I cried multiple times during this trip. It’s hard to see real lives taken away. Still, as I stated above, I’m more motivated to have our community make a huge difference.
The Hostages and Missing Families Forum receives financial support from our Israel Relief Fund. That pop-up preschool and other preschools are receiving support. The Victims of Terror Fund that distributes immediate cash to victims (the most they have ever had to handle) receives our support. The Chamal receives our support. Magen David Adom receives our support. More than 100 Israeli nonprofits have already received $147,900,000 collective Federation dollars.
What can you do?
Here are a few ideas:
- Give generously over and above your Annual Community Campaign support to our Israel Relief Fund. The national Federation system has already raised in excess of $600 million. With a deliberate allocations process, deep relationships with the agencies on the ground, and oversight, it’s the best way to help.
- Write and call your elected officials. Ask them to continue to support Israel and to push for the release of the hostages.
- Build relationships with our allies beyond the Jewish community. Ask them to also reach out to elected officials and to make public statements.
While my message this week is centered around Israel, I cannot write without mentioning the major uptick in antisemitism that has hit our Pittsburgh community. The graffiti scrawled at the Summerset development in Squirrel Hill was deeply hurtful. A very lengthy editorial in the Pittsburgh Post Gazette on Thursday stated: “Antisemitic intimidation demands condemnation from Pittsburgh Leaders.” While you are calling our leaders about supporting Israel and demanding the freeing of the hostages, make sure your voice is heard around antisemitism. After the October 27, 2018 attack, Pittsburgh was full of signs saying “No Place for Hate.” Let’s refresh that mantra and fight back against all forms of hate including one of its oldest forms – antisemitism.

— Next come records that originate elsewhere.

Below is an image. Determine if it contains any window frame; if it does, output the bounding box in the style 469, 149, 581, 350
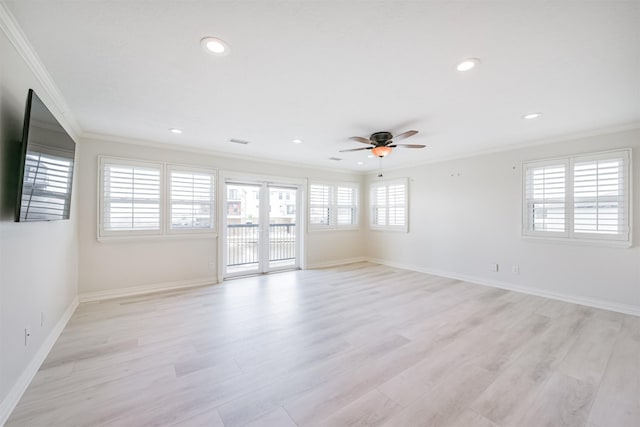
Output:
369, 178, 409, 233
165, 163, 218, 235
521, 148, 633, 248
307, 180, 360, 232
96, 155, 218, 242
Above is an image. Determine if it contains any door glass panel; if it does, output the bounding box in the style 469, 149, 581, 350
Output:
269, 186, 298, 270
226, 183, 261, 275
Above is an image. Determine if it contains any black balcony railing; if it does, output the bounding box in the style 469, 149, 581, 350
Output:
227, 224, 296, 266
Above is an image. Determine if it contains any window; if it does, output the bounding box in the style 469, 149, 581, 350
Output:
167, 166, 215, 234
309, 183, 358, 230
523, 149, 631, 243
98, 157, 215, 237
370, 179, 408, 232
101, 161, 162, 234
525, 160, 568, 237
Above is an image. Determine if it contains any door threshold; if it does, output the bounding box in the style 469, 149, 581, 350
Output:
222, 267, 302, 282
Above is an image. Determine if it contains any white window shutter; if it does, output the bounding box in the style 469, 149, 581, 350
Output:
169, 166, 215, 231
524, 160, 567, 236
573, 152, 629, 240
102, 163, 162, 232
370, 179, 408, 231
309, 184, 331, 227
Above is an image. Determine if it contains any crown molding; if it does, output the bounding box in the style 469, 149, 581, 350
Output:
364, 121, 640, 177
80, 132, 364, 176
0, 0, 82, 142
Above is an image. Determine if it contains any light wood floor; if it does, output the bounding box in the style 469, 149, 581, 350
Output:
7, 263, 640, 427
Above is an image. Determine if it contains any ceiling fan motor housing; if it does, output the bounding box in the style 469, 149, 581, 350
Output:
369, 132, 393, 145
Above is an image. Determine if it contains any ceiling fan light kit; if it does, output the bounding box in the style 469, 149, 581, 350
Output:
371, 147, 392, 157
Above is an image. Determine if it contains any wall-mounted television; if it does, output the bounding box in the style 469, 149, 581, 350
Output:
16, 89, 76, 222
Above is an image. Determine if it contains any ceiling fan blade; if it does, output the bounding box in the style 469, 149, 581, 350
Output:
396, 144, 426, 148
349, 136, 373, 145
338, 147, 373, 153
393, 130, 418, 141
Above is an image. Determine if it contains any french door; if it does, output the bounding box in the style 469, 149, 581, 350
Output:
224, 181, 300, 278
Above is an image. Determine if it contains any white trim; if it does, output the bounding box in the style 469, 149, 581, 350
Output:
80, 132, 356, 175
97, 231, 218, 243
372, 121, 640, 178
80, 276, 218, 303
0, 296, 78, 426
0, 1, 83, 143
366, 258, 640, 316
304, 256, 368, 270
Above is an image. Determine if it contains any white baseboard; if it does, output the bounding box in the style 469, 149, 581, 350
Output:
306, 256, 368, 270
80, 277, 218, 303
366, 258, 640, 316
0, 296, 79, 426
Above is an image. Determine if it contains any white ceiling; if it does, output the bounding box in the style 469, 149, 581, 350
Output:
6, 0, 640, 170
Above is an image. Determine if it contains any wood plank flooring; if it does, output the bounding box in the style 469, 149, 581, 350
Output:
7, 263, 640, 427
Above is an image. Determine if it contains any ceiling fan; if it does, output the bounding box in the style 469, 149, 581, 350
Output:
340, 130, 426, 157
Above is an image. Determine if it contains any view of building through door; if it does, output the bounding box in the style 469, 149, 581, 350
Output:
225, 182, 299, 277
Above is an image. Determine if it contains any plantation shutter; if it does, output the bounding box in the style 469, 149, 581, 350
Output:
573, 152, 629, 240
336, 186, 358, 226
524, 160, 567, 236
370, 179, 408, 231
102, 162, 162, 231
309, 184, 332, 227
387, 184, 406, 227
169, 166, 215, 230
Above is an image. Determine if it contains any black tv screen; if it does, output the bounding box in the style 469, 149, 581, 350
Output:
16, 89, 76, 221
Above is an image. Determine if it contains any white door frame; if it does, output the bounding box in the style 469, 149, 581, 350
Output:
217, 171, 307, 282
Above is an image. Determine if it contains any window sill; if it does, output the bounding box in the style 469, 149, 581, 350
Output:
309, 227, 360, 233
97, 232, 218, 243
369, 227, 409, 233
522, 235, 633, 249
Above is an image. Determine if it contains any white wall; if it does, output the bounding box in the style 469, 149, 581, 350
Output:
366, 130, 640, 314
76, 139, 363, 296
0, 25, 78, 424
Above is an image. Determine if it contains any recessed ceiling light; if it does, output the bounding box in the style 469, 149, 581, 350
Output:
456, 58, 480, 71
200, 37, 229, 56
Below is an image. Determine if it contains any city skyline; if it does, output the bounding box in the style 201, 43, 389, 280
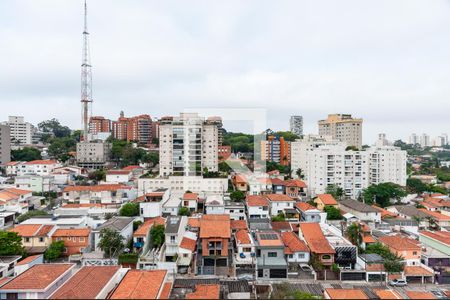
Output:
0, 1, 450, 143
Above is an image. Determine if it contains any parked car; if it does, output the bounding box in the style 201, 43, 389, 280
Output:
389, 279, 408, 286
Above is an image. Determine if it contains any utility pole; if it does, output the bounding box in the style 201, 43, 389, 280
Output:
81, 0, 92, 142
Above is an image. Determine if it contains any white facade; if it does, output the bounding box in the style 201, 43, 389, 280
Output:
159, 113, 219, 177
289, 116, 303, 136
2, 116, 33, 145
291, 138, 407, 199
138, 176, 228, 195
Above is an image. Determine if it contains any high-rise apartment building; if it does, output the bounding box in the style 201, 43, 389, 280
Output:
0, 125, 11, 166
111, 112, 153, 145
2, 116, 34, 145
261, 135, 291, 166
159, 113, 218, 177
420, 133, 431, 148
291, 137, 407, 199
289, 116, 303, 136
318, 114, 363, 149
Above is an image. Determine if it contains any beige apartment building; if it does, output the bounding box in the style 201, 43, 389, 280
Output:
318, 114, 363, 149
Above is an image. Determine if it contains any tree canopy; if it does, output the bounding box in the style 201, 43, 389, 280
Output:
363, 182, 407, 207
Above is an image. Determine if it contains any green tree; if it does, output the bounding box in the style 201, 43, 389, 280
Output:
323, 205, 342, 220
363, 182, 407, 208
119, 202, 139, 217
0, 231, 25, 256
347, 222, 361, 247
230, 191, 245, 201
98, 228, 125, 258
44, 241, 65, 262
17, 210, 48, 223
178, 206, 191, 217
11, 147, 42, 161
325, 184, 344, 199
150, 225, 165, 248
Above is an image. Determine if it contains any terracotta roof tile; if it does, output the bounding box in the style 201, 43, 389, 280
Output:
325, 289, 369, 299
281, 231, 309, 253
50, 266, 120, 299
405, 291, 436, 299
317, 194, 337, 205
235, 230, 252, 245
246, 195, 269, 206
186, 284, 220, 299
266, 194, 294, 202
180, 237, 197, 252
0, 264, 75, 291
111, 270, 167, 299
300, 223, 335, 254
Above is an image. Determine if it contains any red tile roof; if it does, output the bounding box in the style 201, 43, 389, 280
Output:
317, 194, 337, 205
325, 289, 369, 299
0, 264, 75, 291
281, 231, 309, 254
230, 220, 248, 230
379, 235, 420, 251
180, 237, 197, 252
200, 215, 231, 239
235, 230, 252, 245
420, 231, 450, 246
246, 195, 269, 206
186, 284, 220, 299
266, 194, 294, 202
300, 223, 335, 254
50, 266, 120, 299
111, 270, 167, 299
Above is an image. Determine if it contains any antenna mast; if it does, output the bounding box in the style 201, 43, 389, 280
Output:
81, 0, 92, 142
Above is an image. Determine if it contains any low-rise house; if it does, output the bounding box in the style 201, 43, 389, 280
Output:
234, 229, 256, 265
14, 254, 44, 276
106, 169, 133, 183
14, 174, 57, 193
0, 264, 75, 299
199, 215, 231, 275
314, 194, 338, 211
378, 235, 422, 266
0, 188, 33, 216
165, 216, 188, 261
52, 227, 91, 256
50, 266, 126, 299
299, 223, 336, 267
17, 159, 61, 176
92, 216, 134, 251
339, 200, 381, 223
110, 270, 169, 299
266, 194, 298, 220
323, 289, 370, 299
9, 224, 56, 254
181, 193, 198, 212
246, 195, 270, 219
225, 201, 247, 220
63, 184, 136, 204
255, 231, 288, 279
136, 189, 170, 219
281, 231, 309, 263
295, 202, 326, 222
0, 255, 22, 280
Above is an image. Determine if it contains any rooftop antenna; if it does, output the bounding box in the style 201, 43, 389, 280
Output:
81, 0, 92, 142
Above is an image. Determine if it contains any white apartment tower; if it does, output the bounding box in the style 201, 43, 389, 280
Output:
0, 125, 11, 166
159, 113, 219, 177
2, 116, 33, 145
289, 116, 303, 136
318, 114, 363, 149
291, 137, 406, 199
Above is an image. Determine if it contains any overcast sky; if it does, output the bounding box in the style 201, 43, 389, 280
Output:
0, 0, 450, 143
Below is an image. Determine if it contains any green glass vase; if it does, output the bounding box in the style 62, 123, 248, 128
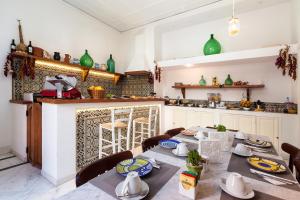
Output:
225, 74, 233, 85
203, 34, 221, 56
80, 50, 94, 68
107, 54, 115, 73
199, 75, 206, 86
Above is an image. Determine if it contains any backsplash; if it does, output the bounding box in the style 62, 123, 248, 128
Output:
12, 59, 153, 100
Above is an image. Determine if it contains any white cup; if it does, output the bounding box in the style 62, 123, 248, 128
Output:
122, 172, 142, 195
226, 173, 246, 196
195, 131, 205, 140
235, 131, 246, 139
234, 143, 250, 154
175, 142, 189, 155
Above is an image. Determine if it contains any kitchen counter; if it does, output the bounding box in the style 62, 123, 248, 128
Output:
37, 97, 164, 104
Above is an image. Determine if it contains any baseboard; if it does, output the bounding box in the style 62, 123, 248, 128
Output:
41, 170, 76, 186
0, 146, 11, 154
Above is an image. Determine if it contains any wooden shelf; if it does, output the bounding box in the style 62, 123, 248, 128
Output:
158, 44, 298, 68
11, 52, 123, 84
172, 84, 265, 100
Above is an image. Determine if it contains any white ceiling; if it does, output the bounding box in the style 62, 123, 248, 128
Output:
63, 0, 290, 32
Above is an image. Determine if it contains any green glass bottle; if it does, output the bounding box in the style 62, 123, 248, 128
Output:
80, 50, 94, 68
203, 34, 221, 56
199, 75, 206, 86
107, 54, 115, 73
225, 74, 233, 85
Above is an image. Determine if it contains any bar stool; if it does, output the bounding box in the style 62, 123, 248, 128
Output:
132, 106, 159, 148
99, 108, 133, 158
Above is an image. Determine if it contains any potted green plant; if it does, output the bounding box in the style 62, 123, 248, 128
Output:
186, 150, 205, 178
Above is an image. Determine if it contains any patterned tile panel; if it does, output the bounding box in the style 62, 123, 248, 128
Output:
76, 106, 159, 170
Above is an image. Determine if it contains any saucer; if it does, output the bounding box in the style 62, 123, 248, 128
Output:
232, 149, 253, 157
115, 180, 149, 200
220, 178, 255, 199
172, 149, 187, 157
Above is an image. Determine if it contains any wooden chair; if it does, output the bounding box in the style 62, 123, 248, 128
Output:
281, 143, 300, 172
76, 151, 133, 187
165, 127, 185, 137
142, 135, 170, 152
294, 156, 300, 183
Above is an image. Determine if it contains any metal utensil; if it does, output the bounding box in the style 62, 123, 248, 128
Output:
250, 169, 298, 184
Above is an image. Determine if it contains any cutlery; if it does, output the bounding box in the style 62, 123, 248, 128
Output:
117, 191, 147, 198
250, 169, 298, 184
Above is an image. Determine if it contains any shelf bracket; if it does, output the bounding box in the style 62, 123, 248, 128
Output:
181, 88, 185, 99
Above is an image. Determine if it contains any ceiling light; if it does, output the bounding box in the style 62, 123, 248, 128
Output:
228, 0, 240, 36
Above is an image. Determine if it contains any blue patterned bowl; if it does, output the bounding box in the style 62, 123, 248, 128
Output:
159, 140, 180, 149
116, 158, 153, 176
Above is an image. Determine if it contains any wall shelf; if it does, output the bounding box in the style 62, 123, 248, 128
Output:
158, 44, 298, 68
11, 52, 123, 84
172, 84, 265, 100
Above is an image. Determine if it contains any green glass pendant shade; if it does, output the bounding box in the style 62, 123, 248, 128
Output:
107, 54, 115, 73
199, 75, 206, 86
203, 34, 221, 56
80, 50, 94, 68
225, 74, 233, 85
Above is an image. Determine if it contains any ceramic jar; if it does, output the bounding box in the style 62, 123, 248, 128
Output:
80, 50, 94, 68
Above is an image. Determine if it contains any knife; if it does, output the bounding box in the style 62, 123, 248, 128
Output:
250, 169, 298, 184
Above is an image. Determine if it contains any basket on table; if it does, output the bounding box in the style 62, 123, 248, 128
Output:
88, 88, 104, 99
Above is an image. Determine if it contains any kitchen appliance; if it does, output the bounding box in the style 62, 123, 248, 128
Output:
40, 75, 81, 99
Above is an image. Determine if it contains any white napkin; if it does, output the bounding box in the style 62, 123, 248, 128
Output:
263, 176, 286, 185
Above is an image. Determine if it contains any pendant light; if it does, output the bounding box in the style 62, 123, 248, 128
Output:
228, 0, 240, 36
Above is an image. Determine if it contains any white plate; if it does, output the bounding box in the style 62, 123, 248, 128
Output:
115, 181, 149, 200
232, 149, 253, 157
172, 149, 187, 157
220, 178, 255, 199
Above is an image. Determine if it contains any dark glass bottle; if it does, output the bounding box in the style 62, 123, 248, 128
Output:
10, 39, 16, 53
27, 41, 33, 55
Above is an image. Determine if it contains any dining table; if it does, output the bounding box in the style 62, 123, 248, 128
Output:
59, 127, 300, 200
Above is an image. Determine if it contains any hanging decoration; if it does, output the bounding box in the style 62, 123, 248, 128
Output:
228, 0, 240, 36
275, 45, 297, 80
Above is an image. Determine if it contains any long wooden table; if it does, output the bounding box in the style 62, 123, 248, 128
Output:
60, 129, 300, 200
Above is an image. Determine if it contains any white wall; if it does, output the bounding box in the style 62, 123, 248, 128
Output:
0, 0, 120, 147
156, 3, 297, 102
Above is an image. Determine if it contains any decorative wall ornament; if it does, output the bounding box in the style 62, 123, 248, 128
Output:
275, 45, 297, 80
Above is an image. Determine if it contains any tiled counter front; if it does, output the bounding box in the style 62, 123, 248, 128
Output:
76, 105, 160, 170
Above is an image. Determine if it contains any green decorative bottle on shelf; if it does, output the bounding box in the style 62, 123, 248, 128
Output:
199, 75, 206, 86
203, 34, 221, 56
225, 74, 233, 85
80, 50, 94, 68
107, 54, 115, 73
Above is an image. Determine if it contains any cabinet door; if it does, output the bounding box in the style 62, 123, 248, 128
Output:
220, 114, 238, 129
173, 109, 186, 128
256, 117, 279, 149
237, 115, 256, 134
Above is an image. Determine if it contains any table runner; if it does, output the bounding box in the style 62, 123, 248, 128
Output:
227, 154, 300, 191
90, 159, 180, 199
150, 143, 198, 160
220, 190, 282, 200
232, 139, 278, 156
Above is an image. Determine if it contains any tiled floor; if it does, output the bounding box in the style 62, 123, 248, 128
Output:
0, 148, 141, 200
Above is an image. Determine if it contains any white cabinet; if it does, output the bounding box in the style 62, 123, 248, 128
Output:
256, 116, 280, 149
173, 109, 186, 128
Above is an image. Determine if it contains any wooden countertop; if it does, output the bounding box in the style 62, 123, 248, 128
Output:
9, 100, 32, 105
37, 97, 164, 104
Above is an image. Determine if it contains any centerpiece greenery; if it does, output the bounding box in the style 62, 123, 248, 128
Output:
186, 150, 205, 179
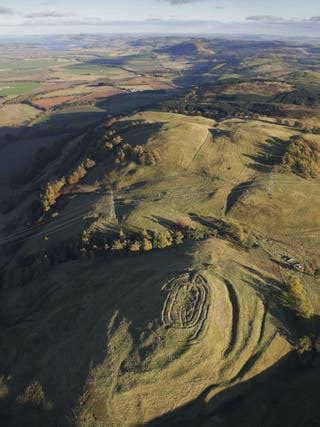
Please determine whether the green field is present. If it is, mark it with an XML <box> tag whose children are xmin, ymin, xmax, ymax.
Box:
<box><xmin>0</xmin><ymin>82</ymin><xmax>39</xmax><ymax>96</ymax></box>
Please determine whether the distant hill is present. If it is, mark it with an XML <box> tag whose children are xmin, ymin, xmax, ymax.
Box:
<box><xmin>274</xmin><ymin>87</ymin><xmax>320</xmax><ymax>106</ymax></box>
<box><xmin>158</xmin><ymin>42</ymin><xmax>214</xmax><ymax>56</ymax></box>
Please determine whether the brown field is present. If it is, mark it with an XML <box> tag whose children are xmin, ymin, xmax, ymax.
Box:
<box><xmin>224</xmin><ymin>81</ymin><xmax>293</xmax><ymax>96</ymax></box>
<box><xmin>0</xmin><ymin>104</ymin><xmax>41</xmax><ymax>126</ymax></box>
<box><xmin>33</xmin><ymin>96</ymin><xmax>75</xmax><ymax>110</ymax></box>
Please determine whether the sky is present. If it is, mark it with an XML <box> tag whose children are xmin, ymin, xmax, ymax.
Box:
<box><xmin>0</xmin><ymin>0</ymin><xmax>320</xmax><ymax>38</ymax></box>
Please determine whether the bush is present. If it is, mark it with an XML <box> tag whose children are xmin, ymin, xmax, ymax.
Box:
<box><xmin>40</xmin><ymin>178</ymin><xmax>66</xmax><ymax>212</ymax></box>
<box><xmin>297</xmin><ymin>336</ymin><xmax>313</xmax><ymax>354</ymax></box>
<box><xmin>130</xmin><ymin>241</ymin><xmax>141</xmax><ymax>252</ymax></box>
<box><xmin>111</xmin><ymin>239</ymin><xmax>127</xmax><ymax>251</ymax></box>
<box><xmin>153</xmin><ymin>231</ymin><xmax>173</xmax><ymax>249</ymax></box>
<box><xmin>281</xmin><ymin>137</ymin><xmax>320</xmax><ymax>178</ymax></box>
<box><xmin>286</xmin><ymin>275</ymin><xmax>313</xmax><ymax>319</ymax></box>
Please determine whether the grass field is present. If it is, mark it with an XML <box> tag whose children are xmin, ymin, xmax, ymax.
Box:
<box><xmin>0</xmin><ymin>82</ymin><xmax>39</xmax><ymax>96</ymax></box>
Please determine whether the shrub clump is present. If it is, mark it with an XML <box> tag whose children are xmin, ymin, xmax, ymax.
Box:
<box><xmin>286</xmin><ymin>275</ymin><xmax>313</xmax><ymax>319</ymax></box>
<box><xmin>40</xmin><ymin>177</ymin><xmax>66</xmax><ymax>212</ymax></box>
<box><xmin>280</xmin><ymin>136</ymin><xmax>320</xmax><ymax>178</ymax></box>
<box><xmin>67</xmin><ymin>159</ymin><xmax>96</xmax><ymax>185</ymax></box>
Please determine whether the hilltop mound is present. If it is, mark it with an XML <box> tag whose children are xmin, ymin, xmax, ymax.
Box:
<box><xmin>0</xmin><ymin>112</ymin><xmax>320</xmax><ymax>426</ymax></box>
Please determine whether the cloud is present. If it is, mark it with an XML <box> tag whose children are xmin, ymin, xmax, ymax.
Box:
<box><xmin>0</xmin><ymin>6</ymin><xmax>16</xmax><ymax>15</ymax></box>
<box><xmin>25</xmin><ymin>11</ymin><xmax>74</xmax><ymax>19</ymax></box>
<box><xmin>162</xmin><ymin>0</ymin><xmax>203</xmax><ymax>6</ymax></box>
<box><xmin>246</xmin><ymin>15</ymin><xmax>288</xmax><ymax>24</ymax></box>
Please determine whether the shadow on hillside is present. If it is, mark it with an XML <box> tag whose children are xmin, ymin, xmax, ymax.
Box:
<box><xmin>144</xmin><ymin>353</ymin><xmax>320</xmax><ymax>427</ymax></box>
<box><xmin>0</xmin><ymin>248</ymin><xmax>195</xmax><ymax>427</ymax></box>
<box><xmin>244</xmin><ymin>138</ymin><xmax>289</xmax><ymax>173</ymax></box>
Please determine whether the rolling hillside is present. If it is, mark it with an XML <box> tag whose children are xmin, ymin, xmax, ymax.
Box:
<box><xmin>0</xmin><ymin>111</ymin><xmax>320</xmax><ymax>427</ymax></box>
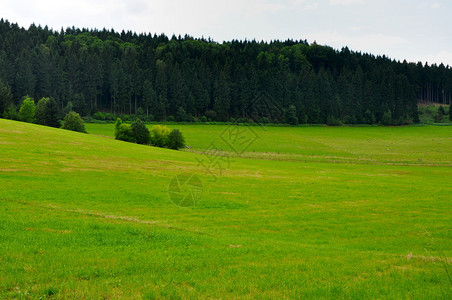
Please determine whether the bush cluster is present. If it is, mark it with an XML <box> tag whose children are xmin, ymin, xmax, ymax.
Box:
<box><xmin>3</xmin><ymin>96</ymin><xmax>86</xmax><ymax>133</ymax></box>
<box><xmin>115</xmin><ymin>118</ymin><xmax>185</xmax><ymax>150</ymax></box>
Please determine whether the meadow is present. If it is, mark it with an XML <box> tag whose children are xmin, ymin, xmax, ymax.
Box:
<box><xmin>0</xmin><ymin>119</ymin><xmax>452</xmax><ymax>299</ymax></box>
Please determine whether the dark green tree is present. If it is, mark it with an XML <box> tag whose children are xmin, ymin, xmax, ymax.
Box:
<box><xmin>168</xmin><ymin>129</ymin><xmax>185</xmax><ymax>150</ymax></box>
<box><xmin>131</xmin><ymin>119</ymin><xmax>150</xmax><ymax>145</ymax></box>
<box><xmin>449</xmin><ymin>104</ymin><xmax>452</xmax><ymax>121</ymax></box>
<box><xmin>0</xmin><ymin>79</ymin><xmax>13</xmax><ymax>113</ymax></box>
<box><xmin>61</xmin><ymin>111</ymin><xmax>86</xmax><ymax>133</ymax></box>
<box><xmin>19</xmin><ymin>97</ymin><xmax>36</xmax><ymax>123</ymax></box>
<box><xmin>286</xmin><ymin>105</ymin><xmax>298</xmax><ymax>125</ymax></box>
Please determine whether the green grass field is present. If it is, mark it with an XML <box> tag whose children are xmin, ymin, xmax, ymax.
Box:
<box><xmin>0</xmin><ymin>120</ymin><xmax>452</xmax><ymax>299</ymax></box>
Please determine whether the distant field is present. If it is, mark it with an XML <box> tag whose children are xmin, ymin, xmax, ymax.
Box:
<box><xmin>0</xmin><ymin>119</ymin><xmax>452</xmax><ymax>299</ymax></box>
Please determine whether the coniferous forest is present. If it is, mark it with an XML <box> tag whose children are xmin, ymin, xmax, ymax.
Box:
<box><xmin>0</xmin><ymin>19</ymin><xmax>452</xmax><ymax>125</ymax></box>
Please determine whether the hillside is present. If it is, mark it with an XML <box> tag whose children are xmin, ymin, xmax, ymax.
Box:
<box><xmin>0</xmin><ymin>119</ymin><xmax>452</xmax><ymax>299</ymax></box>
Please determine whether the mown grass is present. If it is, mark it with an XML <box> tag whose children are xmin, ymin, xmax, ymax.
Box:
<box><xmin>0</xmin><ymin>120</ymin><xmax>452</xmax><ymax>299</ymax></box>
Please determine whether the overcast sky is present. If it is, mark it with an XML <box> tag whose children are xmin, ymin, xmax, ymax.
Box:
<box><xmin>0</xmin><ymin>0</ymin><xmax>452</xmax><ymax>66</ymax></box>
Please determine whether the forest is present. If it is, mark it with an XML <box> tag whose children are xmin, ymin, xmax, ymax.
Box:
<box><xmin>0</xmin><ymin>19</ymin><xmax>452</xmax><ymax>125</ymax></box>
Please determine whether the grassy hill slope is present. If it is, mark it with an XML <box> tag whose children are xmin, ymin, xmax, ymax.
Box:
<box><xmin>0</xmin><ymin>120</ymin><xmax>452</xmax><ymax>298</ymax></box>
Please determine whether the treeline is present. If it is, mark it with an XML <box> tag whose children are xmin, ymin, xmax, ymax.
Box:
<box><xmin>0</xmin><ymin>19</ymin><xmax>452</xmax><ymax>124</ymax></box>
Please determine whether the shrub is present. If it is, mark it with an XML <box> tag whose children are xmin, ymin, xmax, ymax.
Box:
<box><xmin>104</xmin><ymin>113</ymin><xmax>115</xmax><ymax>121</ymax></box>
<box><xmin>19</xmin><ymin>97</ymin><xmax>36</xmax><ymax>123</ymax></box>
<box><xmin>115</xmin><ymin>123</ymin><xmax>136</xmax><ymax>143</ymax></box>
<box><xmin>35</xmin><ymin>98</ymin><xmax>60</xmax><ymax>127</ymax></box>
<box><xmin>3</xmin><ymin>104</ymin><xmax>19</xmax><ymax>121</ymax></box>
<box><xmin>131</xmin><ymin>119</ymin><xmax>149</xmax><ymax>145</ymax></box>
<box><xmin>326</xmin><ymin>116</ymin><xmax>341</xmax><ymax>126</ymax></box>
<box><xmin>150</xmin><ymin>125</ymin><xmax>171</xmax><ymax>147</ymax></box>
<box><xmin>206</xmin><ymin>110</ymin><xmax>217</xmax><ymax>121</ymax></box>
<box><xmin>135</xmin><ymin>107</ymin><xmax>146</xmax><ymax>120</ymax></box>
<box><xmin>168</xmin><ymin>129</ymin><xmax>185</xmax><ymax>150</ymax></box>
<box><xmin>115</xmin><ymin>118</ymin><xmax>122</xmax><ymax>132</ymax></box>
<box><xmin>364</xmin><ymin>109</ymin><xmax>376</xmax><ymax>124</ymax></box>
<box><xmin>381</xmin><ymin>110</ymin><xmax>392</xmax><ymax>125</ymax></box>
<box><xmin>0</xmin><ymin>80</ymin><xmax>13</xmax><ymax>113</ymax></box>
<box><xmin>286</xmin><ymin>105</ymin><xmax>298</xmax><ymax>125</ymax></box>
<box><xmin>93</xmin><ymin>111</ymin><xmax>105</xmax><ymax>121</ymax></box>
<box><xmin>61</xmin><ymin>111</ymin><xmax>86</xmax><ymax>133</ymax></box>
<box><xmin>176</xmin><ymin>107</ymin><xmax>187</xmax><ymax>122</ymax></box>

Throughout Israel and even on our way out of the country at Ben Gurion airport, there were signs everywhere, Am Echad b’Lev Echad. It means, “One nation with one heart”. The Hebrew word Am is translated as “the nation or the people”. Now, perhaps more than ever in our lifetimes, we must be one nation, one people, with one heart.
Shabbat Shalom from Pittsburgh.
P.S. The Federation, along with others, is bringing the white Shabbat table to Schenley Plaza today. This white table with an empty seat for each of the hostages will be on display starting this afternoon until tomorrow night. Please come and bring your friends. It will be a stark reminder of all the empty Shabbat dinner seats in Israel tonight.